In April 2009, a new type of influenza began spreading through the American West: H1N1, or swine flu. Vaccine developers had been preparing for a moment like this after several deadly flu pandemics in the twentieth century. They began cultivating the virus for a new flu vaccine, and the vaccine was ready just a few months later in October. It still wasn’t fast enough to prevent a pandemic. Kids, who are among the most vulnerable to the flu, went back to school in September, and the swine flu spread around the world.
But what if vaccine developers didn’t have to wait months to cultivate a virus in eggs and then inactivate it for a vaccine as they did with swine flu? What if they already had an all-purpose base for a vaccine built and then they simply tweaked it whenever they learn about a new virus?
Almost half of the 193 vaccines in development for SARS-CoV-2, the coronavirus that causes Covid-19, follow this second model and are known as “platform vaccines.” Platform vaccines are like business suits that only need a little tailoring to fit perfectly; much of the work is done ahead of time, and all you need is for the wearer to tell you their measurements. In this case, those details are provided by genetically sequencing a virus—in a matter of days—and then customizing the platform within weeks.
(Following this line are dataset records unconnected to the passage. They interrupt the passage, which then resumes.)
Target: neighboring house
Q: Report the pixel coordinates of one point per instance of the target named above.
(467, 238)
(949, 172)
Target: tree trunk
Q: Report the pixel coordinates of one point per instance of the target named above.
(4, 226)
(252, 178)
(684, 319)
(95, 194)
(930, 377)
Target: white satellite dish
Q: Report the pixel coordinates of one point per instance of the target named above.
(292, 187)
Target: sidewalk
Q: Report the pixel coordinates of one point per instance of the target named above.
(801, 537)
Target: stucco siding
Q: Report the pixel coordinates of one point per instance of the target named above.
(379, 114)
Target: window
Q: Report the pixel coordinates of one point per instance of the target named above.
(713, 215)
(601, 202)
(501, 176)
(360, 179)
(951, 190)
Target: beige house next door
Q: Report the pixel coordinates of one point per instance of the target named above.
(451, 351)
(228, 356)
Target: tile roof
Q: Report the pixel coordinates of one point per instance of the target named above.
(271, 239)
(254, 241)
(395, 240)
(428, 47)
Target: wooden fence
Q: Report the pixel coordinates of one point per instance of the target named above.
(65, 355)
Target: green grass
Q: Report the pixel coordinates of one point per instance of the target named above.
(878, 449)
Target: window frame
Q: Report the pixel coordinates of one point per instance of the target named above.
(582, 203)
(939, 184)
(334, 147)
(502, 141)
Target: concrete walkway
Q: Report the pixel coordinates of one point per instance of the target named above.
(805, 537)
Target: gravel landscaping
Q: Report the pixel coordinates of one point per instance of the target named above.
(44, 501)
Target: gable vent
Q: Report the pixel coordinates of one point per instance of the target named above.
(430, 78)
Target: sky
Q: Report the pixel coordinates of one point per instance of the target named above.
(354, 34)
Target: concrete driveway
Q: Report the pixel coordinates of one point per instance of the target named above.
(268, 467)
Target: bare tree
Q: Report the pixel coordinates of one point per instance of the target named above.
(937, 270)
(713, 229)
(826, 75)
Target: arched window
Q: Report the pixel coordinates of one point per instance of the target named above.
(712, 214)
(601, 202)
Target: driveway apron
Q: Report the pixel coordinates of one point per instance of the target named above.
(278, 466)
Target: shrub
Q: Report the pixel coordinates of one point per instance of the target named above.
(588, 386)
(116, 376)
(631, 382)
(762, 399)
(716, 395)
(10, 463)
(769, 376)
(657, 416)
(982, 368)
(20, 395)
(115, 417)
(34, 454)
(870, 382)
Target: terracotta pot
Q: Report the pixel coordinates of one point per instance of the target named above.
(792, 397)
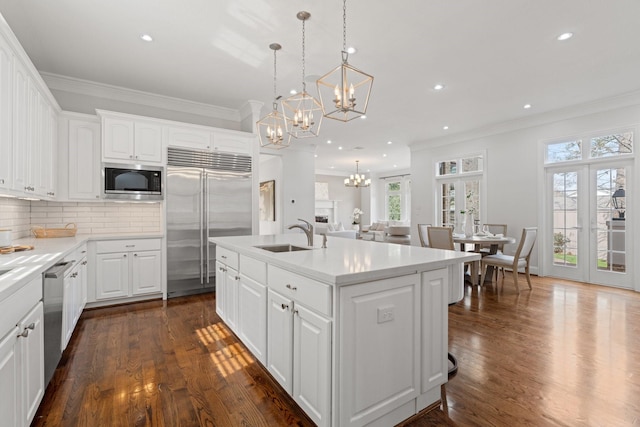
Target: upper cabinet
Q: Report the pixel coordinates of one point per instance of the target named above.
(6, 123)
(132, 141)
(28, 125)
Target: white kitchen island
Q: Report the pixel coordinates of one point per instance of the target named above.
(356, 333)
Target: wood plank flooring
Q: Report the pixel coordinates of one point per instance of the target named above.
(563, 354)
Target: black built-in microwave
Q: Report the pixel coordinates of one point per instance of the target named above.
(132, 182)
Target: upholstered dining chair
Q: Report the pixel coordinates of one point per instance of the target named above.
(484, 249)
(519, 260)
(442, 238)
(422, 234)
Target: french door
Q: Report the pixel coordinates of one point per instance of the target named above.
(587, 222)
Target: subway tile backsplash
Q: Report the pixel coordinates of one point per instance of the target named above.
(89, 217)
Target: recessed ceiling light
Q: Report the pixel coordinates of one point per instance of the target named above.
(564, 36)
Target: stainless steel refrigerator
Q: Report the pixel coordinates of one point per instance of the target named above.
(207, 195)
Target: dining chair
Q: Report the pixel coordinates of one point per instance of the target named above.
(422, 234)
(442, 238)
(485, 249)
(519, 260)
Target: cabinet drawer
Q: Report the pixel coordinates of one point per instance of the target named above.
(17, 305)
(228, 257)
(108, 246)
(250, 267)
(306, 291)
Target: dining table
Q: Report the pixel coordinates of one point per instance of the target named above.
(478, 241)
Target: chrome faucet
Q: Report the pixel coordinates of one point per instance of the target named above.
(308, 230)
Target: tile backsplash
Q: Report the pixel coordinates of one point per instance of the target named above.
(89, 217)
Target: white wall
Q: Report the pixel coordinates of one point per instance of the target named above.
(348, 198)
(271, 169)
(513, 167)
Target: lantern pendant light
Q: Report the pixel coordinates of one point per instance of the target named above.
(272, 127)
(344, 91)
(303, 112)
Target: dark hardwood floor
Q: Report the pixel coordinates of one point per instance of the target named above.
(563, 354)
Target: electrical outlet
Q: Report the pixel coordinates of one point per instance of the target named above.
(386, 314)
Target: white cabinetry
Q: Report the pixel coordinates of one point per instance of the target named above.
(252, 306)
(299, 340)
(21, 354)
(6, 115)
(190, 137)
(84, 160)
(227, 280)
(128, 268)
(131, 140)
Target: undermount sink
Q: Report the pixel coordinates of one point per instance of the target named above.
(282, 248)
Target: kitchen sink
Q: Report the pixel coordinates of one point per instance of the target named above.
(282, 248)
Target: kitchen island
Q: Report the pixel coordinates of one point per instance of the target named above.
(356, 332)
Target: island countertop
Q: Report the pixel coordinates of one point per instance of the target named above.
(345, 261)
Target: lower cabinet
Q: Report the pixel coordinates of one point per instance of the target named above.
(128, 268)
(22, 355)
(299, 354)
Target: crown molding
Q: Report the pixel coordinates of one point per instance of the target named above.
(579, 110)
(117, 93)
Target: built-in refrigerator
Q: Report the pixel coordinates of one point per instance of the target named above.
(208, 194)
Some governments and nonprofits have taken notice of platforms’ potential and committed vast sums to their development and manufacturing. The United States government has committed a total of $2.4 billion to Novavax and promised $1.2 billion to AstraZeneca to develop and potentially manufacture their platform vaccine candidates for SARS-CoV-2. The Coalition for Epidemic Preparedness Innovations, or CEPI, has also given $388 million to Novavax for research and development. The British government has committed more than $100 million so far to the University of Oxford’s SARS-CoV-2 platform vaccine candidate. All this despite the fact that the vast majority of potential vaccines—of any variety—never make it to the public. Typically, only 6 percent of new vaccines in development are successful.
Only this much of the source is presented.